Viviano cited for Key Club service

Richard Tedesco

New Hyde Park Memorial High School senior Nicholas Viviano was recently recognized by the Sewanhaka Central High School District for service as a distinguished lieutenant governor of the Key Club .

But his Key Club role was just one of many achievements in Viviano’s very active senior year.

As lieutenant governor of the high school counterpart of the Kiwanis, Viviano oversaw the 15 Key Clubs in Nassau County high schools and helped start new clubs at Westbury High School and in St. Dominic’s High School in Oyster Bay. 

In his final year at New Hyde Park Memorial, Viviano was also editor-in-chief of the yearbook, vice president of the Model U.N. Club, president of the high school orchestra (he plays violin), treasurer of Students Putting an End to Cancer and treasurer of the National Honor Society. He’s also a member of the Tri-M Honor Society and the World Language Society.

He also was a man in motion as a middle distance runner on the track team. 

Viviano admits he found his roster of activities a bit overwhelming at times.

“With all my leadership roles coming into senior year, I didn’t know how much I was taking on,” Viviano said. “Being in all these clubs gives me a chance to interact with people I wouldn’t otherwise interact with.”

Viviano said he didn’t always have the profile of an overachiever. 

Before playing volleyball team and running track in eighth grade, he said, he never got involved in any extracurricular activities

“Just being on a team and working with other people got me involved,” he said.

Viviano acknowledges that his decision to join the Key Club in his sophomore year was prompted more by romance than public service. 

“I had a crush on a girl in the Key Club,” he said.

But, he said, once he started attending Key Club events and became more involved in the activities his desire to help grew. 

He soon took on the role of publicity coordinator.
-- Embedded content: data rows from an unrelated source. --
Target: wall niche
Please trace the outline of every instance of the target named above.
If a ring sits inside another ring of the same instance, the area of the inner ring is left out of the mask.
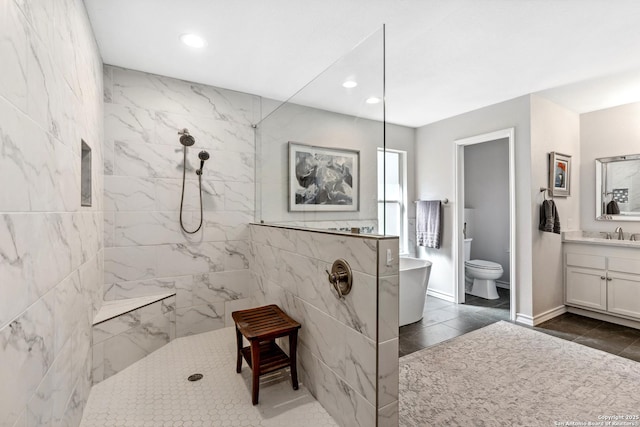
[[[80,206],[91,206],[91,147],[80,141]]]

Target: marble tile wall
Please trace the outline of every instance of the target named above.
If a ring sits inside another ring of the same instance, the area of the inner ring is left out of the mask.
[[[378,427],[398,425],[399,245],[378,240]]]
[[[250,230],[256,302],[278,304],[302,324],[298,363],[306,387],[340,425],[374,426],[378,416],[380,425],[397,425],[398,239],[257,224]],[[325,273],[338,258],[353,270],[344,299]]]
[[[0,425],[80,422],[102,302],[102,61],[81,0],[0,0]],[[95,171],[98,171],[97,173]]]
[[[178,337],[230,324],[230,311],[253,306],[249,222],[254,219],[258,98],[106,65],[104,73],[105,300],[176,293]],[[188,148],[180,229],[183,146]],[[232,323],[231,323],[232,324]]]
[[[93,384],[122,371],[176,336],[175,295],[95,324]]]

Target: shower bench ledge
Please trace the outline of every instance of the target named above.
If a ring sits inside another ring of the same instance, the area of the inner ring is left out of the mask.
[[[91,333],[96,384],[175,338],[175,292],[105,301]]]
[[[105,301],[102,304],[100,310],[98,310],[98,312],[96,313],[96,316],[93,318],[93,326],[96,326],[102,322],[106,322],[107,320],[114,319],[118,316],[122,316],[123,314],[127,314],[134,310],[138,310],[139,308],[146,307],[158,301],[171,298],[175,294],[175,292],[165,292],[162,294],[149,295],[144,297]]]

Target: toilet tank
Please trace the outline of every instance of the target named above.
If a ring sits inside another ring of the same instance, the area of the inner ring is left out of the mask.
[[[464,239],[464,260],[471,260],[471,241],[473,239]],[[460,253],[460,252],[458,252]]]

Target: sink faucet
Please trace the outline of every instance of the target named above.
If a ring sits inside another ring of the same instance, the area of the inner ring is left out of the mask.
[[[640,234],[638,234],[638,233],[634,233],[634,234],[632,234],[632,235],[631,235],[631,237],[629,237],[629,240],[631,240],[631,241],[634,241],[634,242],[635,242],[635,241],[636,241],[636,236],[640,236]]]
[[[618,240],[624,240],[624,233],[622,232],[622,227],[616,228],[614,233],[618,233]]]

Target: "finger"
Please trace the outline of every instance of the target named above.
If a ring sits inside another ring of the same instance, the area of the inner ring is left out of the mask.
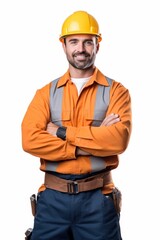
[[[49,123],[47,124],[47,126],[52,126],[52,124],[53,124],[52,122],[49,122]]]
[[[117,123],[119,121],[120,121],[120,118],[115,118],[115,119],[111,120],[110,122],[108,122],[107,125],[105,125],[105,126],[113,125],[114,123]]]
[[[117,123],[120,121],[120,118],[110,119],[110,121],[104,122],[102,126],[110,126],[114,123]]]
[[[105,119],[103,120],[103,122],[101,123],[101,125],[107,124],[107,122],[109,122],[109,120],[110,120],[111,118],[113,118],[113,116],[114,116],[114,114],[112,113],[112,114],[108,115],[107,117],[105,117]]]
[[[109,122],[110,120],[112,120],[116,117],[118,117],[118,114],[111,113],[110,115],[108,115],[107,117],[104,118],[102,123],[106,124],[107,122]]]
[[[108,115],[108,116],[103,120],[101,126],[108,126],[108,125],[111,125],[111,124],[113,124],[113,123],[115,123],[115,122],[117,122],[117,121],[119,121],[119,120],[120,120],[120,119],[119,119],[118,114],[112,113],[112,114]]]

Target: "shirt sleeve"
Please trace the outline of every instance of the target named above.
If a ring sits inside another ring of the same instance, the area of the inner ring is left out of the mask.
[[[50,122],[50,84],[36,91],[22,120],[22,148],[46,160],[75,159],[76,147],[68,141],[54,137],[46,131]]]
[[[120,122],[110,126],[67,127],[67,141],[94,156],[121,154],[128,146],[131,129],[131,97],[128,89],[114,81],[107,115],[115,113]]]

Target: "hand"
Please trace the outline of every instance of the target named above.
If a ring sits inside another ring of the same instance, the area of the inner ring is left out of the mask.
[[[103,120],[103,122],[101,123],[101,126],[110,126],[119,121],[120,121],[119,115],[111,113]]]
[[[89,156],[91,155],[88,152],[83,151],[81,148],[76,147],[76,156]]]
[[[58,126],[57,126],[56,124],[54,124],[54,123],[52,123],[52,122],[49,122],[49,123],[47,124],[46,131],[47,131],[48,133],[50,133],[51,135],[55,136],[55,137],[57,136],[57,135],[56,135],[57,129],[58,129]]]
[[[118,116],[118,114],[114,114],[111,113],[110,115],[108,115],[103,122],[101,123],[100,126],[110,126],[114,123],[117,123],[120,121],[120,118]],[[76,148],[76,156],[87,156],[90,155],[90,153],[83,151],[82,149],[80,149],[79,147]]]

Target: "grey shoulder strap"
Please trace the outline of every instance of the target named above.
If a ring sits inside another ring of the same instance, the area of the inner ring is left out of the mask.
[[[58,80],[59,78],[53,80],[50,88],[51,121],[61,119],[63,88],[56,88]]]
[[[52,81],[52,83],[51,83],[51,89],[50,89],[50,95],[52,95],[53,93],[54,93],[54,91],[55,91],[55,88],[56,88],[56,86],[57,86],[57,83],[58,83],[58,80],[59,80],[59,78],[56,78],[56,79],[54,79],[53,81]]]
[[[98,85],[94,107],[95,120],[92,122],[92,126],[99,126],[101,124],[101,121],[105,118],[106,112],[108,110],[112,79],[106,77],[106,81],[109,83],[109,86],[100,84]]]
[[[112,85],[112,82],[113,82],[113,79],[109,78],[109,77],[106,77],[106,80],[107,82],[109,83],[109,85],[111,86]]]

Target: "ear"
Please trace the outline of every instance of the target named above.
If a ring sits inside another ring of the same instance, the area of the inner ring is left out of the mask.
[[[99,43],[97,43],[97,50],[96,50],[96,53],[98,53],[98,51],[99,51],[99,48],[100,48],[100,44],[99,44]]]

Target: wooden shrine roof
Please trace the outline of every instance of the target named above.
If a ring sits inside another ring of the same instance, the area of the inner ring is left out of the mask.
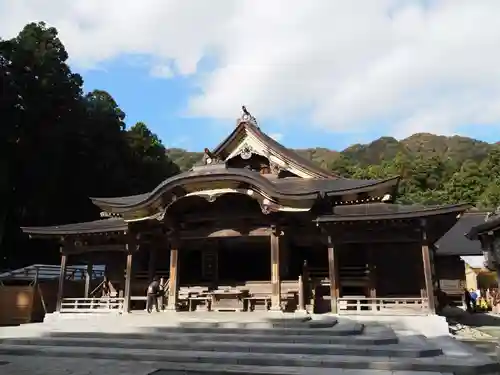
[[[318,225],[329,226],[331,230],[340,230],[340,235],[346,230],[337,227],[337,223],[358,223],[358,230],[363,231],[363,228],[371,227],[374,230],[373,222],[408,222],[412,220],[425,219],[425,233],[427,241],[430,244],[436,243],[443,235],[448,232],[458,221],[460,215],[469,208],[467,204],[455,204],[447,206],[404,206],[391,203],[367,203],[360,205],[344,205],[335,206],[334,212],[331,215],[323,215],[315,221]],[[368,224],[368,225],[365,225]],[[330,225],[329,225],[330,224]],[[418,238],[420,233],[420,225],[410,225],[400,230],[390,230],[389,238],[398,236],[404,237],[408,235],[414,240]],[[404,232],[404,233],[401,233]],[[361,234],[359,234],[361,235]],[[371,233],[370,235],[376,235]],[[369,240],[368,240],[369,241]]]
[[[438,255],[483,255],[481,243],[465,236],[473,227],[484,223],[484,212],[466,212],[457,223],[436,242]]]
[[[487,232],[499,231],[500,230],[500,216],[492,217],[486,221],[486,215],[483,216],[482,223],[478,223],[476,226],[470,228],[470,230],[465,234],[469,240],[478,240],[479,236]]]
[[[339,196],[370,192],[374,189],[386,189],[393,193],[399,177],[385,180],[353,180],[353,179],[302,179],[283,178],[269,179],[258,172],[244,168],[227,168],[225,164],[199,166],[190,171],[172,176],[158,185],[152,192],[127,197],[91,198],[93,203],[103,209],[114,209],[115,212],[145,207],[163,194],[181,188],[187,184],[207,182],[237,182],[253,186],[276,199],[303,200],[320,196]],[[179,197],[177,197],[179,198]]]
[[[53,225],[47,227],[21,227],[24,233],[42,236],[64,236],[71,234],[92,234],[121,232],[128,229],[128,224],[121,218],[101,219],[83,223]]]
[[[333,208],[333,214],[320,216],[316,219],[316,222],[417,219],[443,214],[460,214],[468,208],[468,204],[446,206],[418,206],[392,203],[340,205]]]
[[[255,138],[257,138],[260,142],[265,144],[269,149],[277,152],[281,156],[284,157],[284,159],[290,160],[300,166],[302,166],[304,169],[307,169],[309,171],[314,172],[318,177],[323,177],[323,178],[341,178],[340,176],[331,173],[329,171],[324,170],[323,168],[319,167],[316,163],[314,163],[311,160],[308,160],[296,152],[286,148],[283,146],[281,143],[277,142],[270,136],[268,136],[266,133],[264,133],[260,127],[257,125],[253,124],[252,122],[249,121],[240,121],[238,126],[234,128],[234,130],[229,134],[229,136],[224,139],[217,147],[215,147],[212,151],[212,153],[218,157],[221,156],[223,153],[224,149],[227,147],[228,144],[232,143],[238,137],[241,136],[242,133],[248,132],[252,134]],[[227,155],[226,155],[227,156]]]

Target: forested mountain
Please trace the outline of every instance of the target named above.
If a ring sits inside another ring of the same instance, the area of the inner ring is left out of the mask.
[[[295,150],[323,168],[344,177],[402,176],[399,201],[404,203],[472,203],[479,208],[500,204],[500,146],[472,138],[414,134],[401,141],[382,137],[343,151],[325,148]],[[202,153],[167,150],[187,170]]]

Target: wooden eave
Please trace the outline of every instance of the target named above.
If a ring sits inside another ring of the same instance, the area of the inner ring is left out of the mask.
[[[387,206],[385,209],[383,206]],[[361,234],[360,230],[363,227],[377,227],[377,225],[385,224],[389,225],[399,225],[403,222],[413,222],[413,226],[407,226],[408,234],[411,234],[411,238],[414,240],[421,238],[421,233],[423,231],[427,234],[427,241],[429,244],[434,244],[438,241],[446,232],[448,232],[460,218],[463,212],[470,208],[467,204],[456,204],[448,206],[434,206],[434,207],[412,207],[412,206],[402,206],[395,204],[365,204],[359,205],[363,207],[353,206],[352,210],[357,210],[349,214],[348,212],[338,213],[333,215],[323,215],[314,220],[316,225],[320,228],[325,228],[326,230],[336,231],[337,233],[349,232],[349,229],[345,227],[343,229],[339,228],[345,224],[355,225],[357,230]],[[371,206],[371,207],[370,207]],[[348,209],[349,207],[343,207],[343,209]],[[363,212],[363,208],[365,209]],[[372,228],[373,229],[373,228]],[[400,235],[394,230],[392,231],[394,236]],[[419,237],[420,236],[420,237]],[[369,237],[367,238],[369,241]],[[423,240],[423,239],[422,239]]]
[[[385,206],[385,207],[384,207]],[[337,207],[340,208],[340,207]],[[352,209],[353,213],[338,213],[323,215],[315,219],[316,223],[336,223],[346,221],[378,221],[378,220],[401,220],[429,218],[438,215],[455,214],[459,215],[470,208],[468,204],[454,204],[446,206],[405,206],[397,204],[374,203],[364,205],[343,206],[342,208]],[[361,209],[361,210],[360,210]],[[360,212],[363,211],[364,212]],[[357,212],[355,212],[357,211]],[[458,218],[457,218],[458,219]]]
[[[469,240],[479,240],[481,236],[488,234],[488,232],[500,231],[500,217],[485,221],[479,225],[472,227],[465,237]]]
[[[128,224],[123,219],[112,218],[46,227],[21,227],[21,230],[31,237],[64,237],[123,233],[128,230]]]
[[[106,212],[127,213],[143,210],[151,214],[151,207],[168,207],[187,194],[185,187],[190,184],[210,184],[227,182],[228,185],[247,186],[263,192],[275,202],[316,200],[318,197],[355,195],[375,189],[393,191],[399,177],[386,180],[348,179],[287,179],[269,180],[261,174],[246,169],[226,168],[225,165],[198,167],[188,172],[170,177],[151,193],[123,198],[91,198],[92,202]],[[148,209],[149,208],[149,209]],[[153,210],[154,211],[154,210]]]

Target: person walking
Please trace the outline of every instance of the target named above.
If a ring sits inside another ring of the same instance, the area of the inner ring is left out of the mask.
[[[158,294],[160,292],[160,283],[158,281],[158,278],[155,276],[153,277],[153,281],[148,286],[148,291],[146,294],[146,310],[148,313],[151,314],[151,311],[153,310],[153,306],[156,309],[156,312],[160,312],[160,309],[158,308]]]

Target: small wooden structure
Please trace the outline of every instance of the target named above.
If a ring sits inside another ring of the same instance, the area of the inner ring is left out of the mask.
[[[190,171],[144,194],[91,198],[105,218],[23,230],[60,241],[61,312],[142,309],[149,280],[167,269],[168,310],[432,314],[432,245],[468,206],[394,204],[398,182],[325,171],[245,110]],[[89,300],[86,288],[69,301],[70,260],[106,264],[116,295]]]
[[[79,294],[86,266],[70,266],[66,269],[68,295]],[[45,314],[56,309],[60,267],[34,264],[0,274],[0,325],[16,325],[42,321]],[[94,278],[104,274],[96,266]],[[82,289],[83,290],[83,289]]]

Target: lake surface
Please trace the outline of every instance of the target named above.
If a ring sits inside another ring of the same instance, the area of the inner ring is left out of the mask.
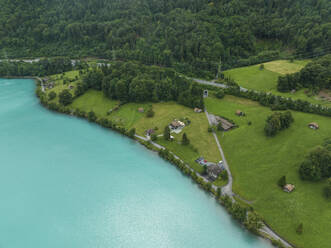
[[[266,248],[155,153],[0,79],[0,247]]]

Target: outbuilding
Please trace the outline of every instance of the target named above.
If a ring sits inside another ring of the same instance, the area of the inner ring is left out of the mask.
[[[241,110],[237,110],[236,111],[236,115],[238,115],[238,116],[245,116],[245,113],[242,112]]]
[[[207,174],[211,180],[216,180],[222,171],[223,169],[216,164],[207,167]]]
[[[194,108],[194,112],[195,112],[195,113],[201,113],[201,112],[202,112],[202,109]]]
[[[311,123],[309,123],[308,124],[308,127],[310,127],[311,129],[319,129],[319,125],[318,125],[318,123],[316,123],[316,122],[311,122]]]
[[[144,113],[144,108],[138,108],[138,112],[140,112],[140,113]]]
[[[283,188],[283,190],[287,193],[291,193],[295,189],[295,186],[293,184],[286,184]]]

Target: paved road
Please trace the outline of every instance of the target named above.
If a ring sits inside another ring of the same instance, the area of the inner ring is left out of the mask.
[[[194,82],[199,83],[199,84],[204,84],[204,85],[210,85],[210,86],[214,86],[214,87],[218,87],[218,88],[223,88],[226,89],[229,86],[225,85],[225,84],[219,84],[219,83],[215,83],[214,80],[212,81],[207,81],[207,80],[203,80],[203,79],[198,79],[198,78],[191,78]],[[240,87],[240,90],[243,92],[248,91],[248,89]]]
[[[207,116],[207,119],[208,119],[208,122],[209,122],[209,125],[212,126],[212,120],[210,119],[210,116],[207,112],[207,110],[205,110],[205,113],[206,113],[206,116]],[[230,171],[230,168],[229,168],[229,165],[228,165],[228,162],[226,161],[226,158],[225,158],[225,155],[224,155],[224,152],[223,152],[223,149],[221,147],[221,144],[217,138],[217,135],[215,133],[215,131],[213,131],[213,136],[215,138],[215,141],[216,141],[216,144],[217,144],[217,147],[218,147],[218,150],[221,154],[221,157],[222,157],[222,160],[223,160],[223,164],[224,164],[224,167],[228,173],[228,184],[223,186],[222,187],[222,194],[223,195],[228,195],[232,198],[233,200],[233,191],[232,191],[232,183],[233,183],[233,178],[232,178],[232,174],[231,174],[231,171]]]

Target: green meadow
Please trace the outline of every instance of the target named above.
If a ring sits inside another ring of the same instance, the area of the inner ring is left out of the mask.
[[[276,60],[264,63],[263,70],[260,69],[260,65],[252,65],[228,70],[224,74],[234,79],[240,86],[250,90],[270,92],[274,95],[331,107],[330,101],[305,94],[306,89],[301,89],[295,93],[282,93],[277,90],[279,76],[300,71],[308,62],[309,60],[296,60],[292,63],[286,60]]]
[[[331,230],[331,202],[323,196],[325,182],[310,183],[299,178],[298,168],[310,149],[331,137],[331,118],[293,112],[294,123],[275,137],[266,137],[264,125],[272,112],[256,102],[226,96],[207,98],[210,113],[227,117],[238,128],[219,132],[232,175],[233,190],[253,202],[252,206],[281,236],[299,247],[328,247]],[[235,115],[236,110],[246,113]],[[251,125],[248,125],[248,122]],[[315,121],[319,130],[308,128]],[[286,176],[296,186],[294,192],[283,192],[277,181]],[[302,235],[296,233],[303,223]]]

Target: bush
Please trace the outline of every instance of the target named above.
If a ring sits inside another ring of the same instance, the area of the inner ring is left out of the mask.
[[[190,144],[190,140],[187,138],[186,133],[183,133],[182,144],[185,146]]]
[[[163,138],[164,138],[165,140],[170,140],[170,128],[169,128],[169,126],[166,126],[166,127],[164,128]]]
[[[146,113],[146,117],[148,117],[148,118],[152,118],[152,117],[154,117],[154,115],[155,115],[155,112],[153,111],[152,108],[150,108]]]
[[[53,99],[55,99],[55,97],[56,93],[54,91],[48,93],[48,100],[52,101]]]
[[[260,70],[264,70],[264,64],[260,65]]]
[[[224,128],[222,127],[222,123],[218,123],[217,130],[218,131],[224,131]]]
[[[278,186],[283,188],[286,185],[286,177],[282,176],[281,178],[279,178],[278,180]]]
[[[267,136],[274,136],[277,132],[289,128],[293,121],[290,111],[275,112],[267,118],[264,132]]]
[[[326,198],[331,199],[331,177],[328,179],[328,185],[324,189],[324,194]]]
[[[302,234],[302,232],[303,232],[303,224],[302,224],[302,223],[298,226],[296,232],[297,232],[297,234],[299,234],[299,235]]]
[[[228,180],[228,172],[226,170],[223,170],[220,174],[220,177],[222,178],[222,180],[226,181]]]
[[[218,90],[215,95],[218,99],[222,99],[225,96],[224,90]]]
[[[88,112],[87,119],[91,122],[95,122],[97,120],[97,116],[93,111]]]
[[[157,135],[156,135],[155,133],[153,133],[153,134],[151,135],[151,140],[152,140],[152,141],[156,141],[156,140],[157,140]]]
[[[61,103],[63,106],[67,106],[71,104],[73,101],[72,95],[69,92],[69,90],[63,90],[59,94],[59,103]]]
[[[130,138],[133,138],[135,134],[136,134],[136,129],[135,128],[131,128],[130,131],[128,132],[128,136]]]

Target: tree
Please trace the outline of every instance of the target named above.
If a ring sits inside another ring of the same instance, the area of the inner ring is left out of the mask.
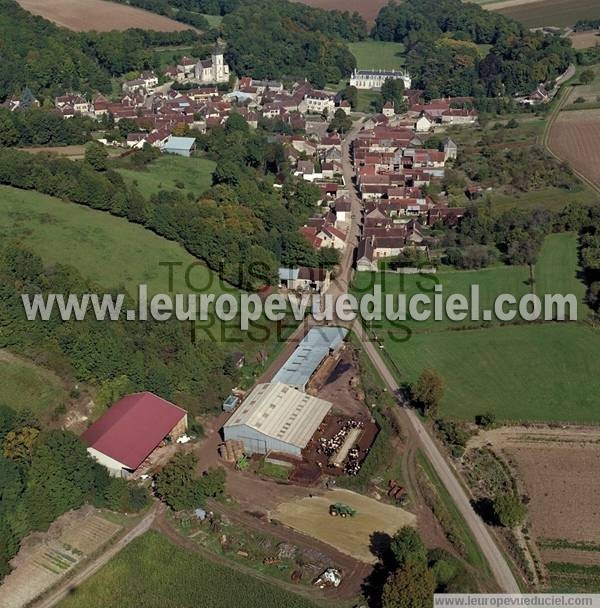
[[[15,462],[29,464],[40,431],[31,426],[24,426],[10,431],[2,442],[2,454]]]
[[[250,131],[250,125],[239,112],[232,112],[225,122],[225,133],[244,133]]]
[[[515,494],[501,494],[494,500],[494,513],[505,528],[514,528],[523,522],[527,509]]]
[[[355,110],[358,106],[358,89],[356,87],[348,85],[345,89],[342,89],[340,93],[342,99],[350,103],[350,107]]]
[[[401,78],[386,78],[381,85],[381,105],[388,101],[394,104],[397,114],[406,112],[407,106],[404,100],[404,81]]]
[[[579,82],[583,85],[590,84],[596,78],[593,70],[584,70],[579,76]]]
[[[85,162],[95,171],[106,171],[108,152],[106,148],[96,141],[90,142],[85,148]]]
[[[484,429],[489,429],[496,423],[496,414],[494,412],[480,414],[479,416],[475,417],[475,422]]]
[[[335,111],[329,126],[327,127],[328,131],[339,131],[340,133],[345,133],[352,128],[352,119],[342,110],[341,108]]]
[[[419,533],[410,526],[404,526],[394,534],[390,550],[398,566],[410,560],[427,563],[427,549]]]
[[[444,396],[444,381],[433,369],[424,369],[412,387],[412,398],[425,416],[435,417]]]
[[[194,454],[178,452],[156,475],[156,494],[175,511],[204,504],[202,487],[194,478],[197,462]]]
[[[383,586],[383,608],[430,608],[435,578],[426,562],[408,560]]]

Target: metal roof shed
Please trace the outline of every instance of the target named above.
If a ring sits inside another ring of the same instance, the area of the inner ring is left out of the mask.
[[[169,154],[178,154],[179,156],[191,156],[196,149],[195,137],[174,137],[171,135],[167,139],[167,143],[163,150]]]
[[[284,382],[300,391],[306,390],[306,384],[319,365],[340,347],[347,334],[344,327],[313,327],[275,374],[273,382]]]

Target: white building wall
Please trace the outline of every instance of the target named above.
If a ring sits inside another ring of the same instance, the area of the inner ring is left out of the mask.
[[[114,460],[114,458],[111,458],[110,456],[107,456],[106,454],[103,454],[102,452],[99,452],[98,450],[94,449],[94,448],[88,448],[87,449],[88,454],[99,464],[101,464],[102,466],[106,467],[108,469],[109,474],[111,475],[111,477],[126,477],[127,476],[127,466],[124,465],[122,462],[119,462],[117,460]]]

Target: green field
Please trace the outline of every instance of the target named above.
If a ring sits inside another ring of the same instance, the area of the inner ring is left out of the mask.
[[[58,376],[0,350],[0,402],[13,409],[41,412],[67,400]]]
[[[473,420],[600,422],[600,335],[582,324],[527,324],[385,341],[400,380],[444,378],[441,413]]]
[[[180,263],[180,269],[198,264],[180,245],[123,218],[7,186],[0,187],[0,237],[21,241],[46,264],[70,264],[89,281],[124,286],[132,295],[140,283],[152,294],[169,292],[168,268],[161,262]],[[212,293],[224,291],[204,265],[194,267],[190,279],[198,287],[212,285]],[[183,270],[174,272],[173,287],[190,292]]]
[[[203,14],[202,16],[206,18],[210,27],[218,27],[219,25],[221,25],[221,21],[223,21],[223,17],[221,17],[221,15]]]
[[[373,104],[377,99],[379,99],[379,96],[379,91],[359,89],[356,111],[364,112],[365,114],[372,114],[374,112]]]
[[[139,191],[146,198],[150,198],[159,190],[177,189],[198,196],[210,188],[214,169],[215,163],[206,158],[164,155],[143,171],[117,170],[125,181],[129,184],[137,184]]]
[[[365,40],[351,42],[348,47],[359,69],[397,70],[404,65],[404,45],[399,42]]]
[[[279,586],[211,563],[157,532],[134,540],[72,590],[60,608],[316,608]]]
[[[472,420],[489,410],[499,420],[600,422],[600,336],[581,321],[588,309],[581,301],[585,289],[576,245],[574,234],[546,238],[535,267],[535,291],[538,296],[575,294],[580,322],[383,322],[373,331],[399,380],[412,382],[426,367],[437,370],[446,386],[441,412],[447,416]],[[429,291],[436,280],[359,273],[356,283],[366,288],[373,279],[384,281],[385,293],[402,289],[407,295]],[[528,293],[527,279],[525,267],[508,266],[437,275],[446,295],[467,294],[471,284],[479,284],[481,308],[500,293],[517,298]]]

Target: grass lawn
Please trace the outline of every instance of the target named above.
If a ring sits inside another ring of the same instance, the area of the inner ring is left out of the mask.
[[[274,462],[267,462],[263,460],[258,472],[261,475],[266,475],[267,477],[273,477],[273,479],[287,479],[290,476],[290,471],[288,467],[284,467],[280,464],[275,464]]]
[[[17,239],[46,264],[75,266],[95,284],[125,286],[131,295],[140,283],[152,294],[170,291],[168,268],[161,262],[181,264],[173,273],[173,292],[189,293],[183,269],[198,264],[180,245],[123,218],[7,186],[0,187],[0,238]],[[204,265],[193,268],[190,280],[201,291],[225,289]]]
[[[223,17],[221,15],[203,14],[202,16],[206,18],[210,27],[218,27],[219,25],[221,25],[221,21],[223,21]]]
[[[371,91],[367,89],[358,90],[358,104],[356,106],[357,112],[365,112],[365,114],[371,114],[373,110],[373,102],[379,98],[379,91]]]
[[[172,545],[157,532],[134,540],[60,602],[60,608],[316,608],[308,599]],[[268,599],[267,599],[268,598]]]
[[[362,70],[398,70],[404,66],[404,45],[399,42],[364,40],[348,44]]]
[[[128,183],[137,183],[140,192],[150,198],[159,190],[176,189],[198,196],[210,188],[214,169],[215,163],[206,158],[185,158],[165,154],[152,162],[144,171],[131,169],[117,169],[117,171]]]
[[[585,184],[581,184],[573,190],[550,187],[513,195],[492,192],[491,200],[492,208],[497,212],[508,211],[515,207],[519,209],[543,207],[550,211],[558,211],[570,203],[591,203],[598,200],[598,194]]]
[[[60,378],[49,370],[0,350],[0,402],[41,412],[67,400]]]
[[[487,8],[487,7],[486,7]],[[493,9],[493,4],[490,5]],[[527,27],[570,27],[578,19],[598,18],[597,0],[540,0],[501,8],[499,13]]]

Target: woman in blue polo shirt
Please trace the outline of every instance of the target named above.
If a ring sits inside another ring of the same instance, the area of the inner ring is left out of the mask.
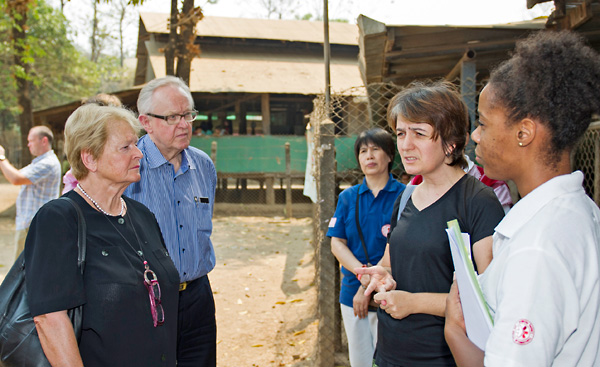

And when faculty advisor Lisa Bocchino asked him if he’d be interested in the lieutenant governor job, he readily accepted it.

“He worked very hard. It’s a big responsibility and he’s involved is a lot of things,” Bocchino  said. “He stepped up. I’m very proud of him. He did a great job this year.”

Viviano acknowledges his achievement with the Key Club and said he has been well rewarded for his work.

“I’m certainly proud, but I’m more envious of what they’re going to do,” he said of the clubs he helped start. “To see how eager everybody was inspired me more than I could inspire them,. To give them the opportunity to help their schools and communities is an honor.”

His involvement in the yearbook grew out of the satisfaction he got out of doing interviews as a writer in his junior year.

“I love interviewing somebody and getting into every aspect of what they have to say,” Viviano said.

Viviano said he’s aware that some of his schoolmates think he’s involved in all the activities he’s joined in for the sake of compiling an impressive resume. But he insists that has nothing to do with it.

“I do it to make an impact,” he said, adding that he wanted to give the school a yearbook like nothing that had been produced before. “A line on a resume is nothing compared to the work you put into the position.”

Viviano said his yearbook experience has given him an appreciation for meeting deadlines. Through attending the Key Club international convention in Phoenix last summer and several Model U.N. conferences around the country, he said he’s met people from around the world who have given him “different perspectives on how to approach issues.”

But more than anything else, he said, “It’s given me confidence. If I can do so many things, I can do anything if I set my mind to it,” he said.

Next year, Viviano will be setting his mind to a new set of challenges as a pre-med major with a minor in psychology at Northeastern University.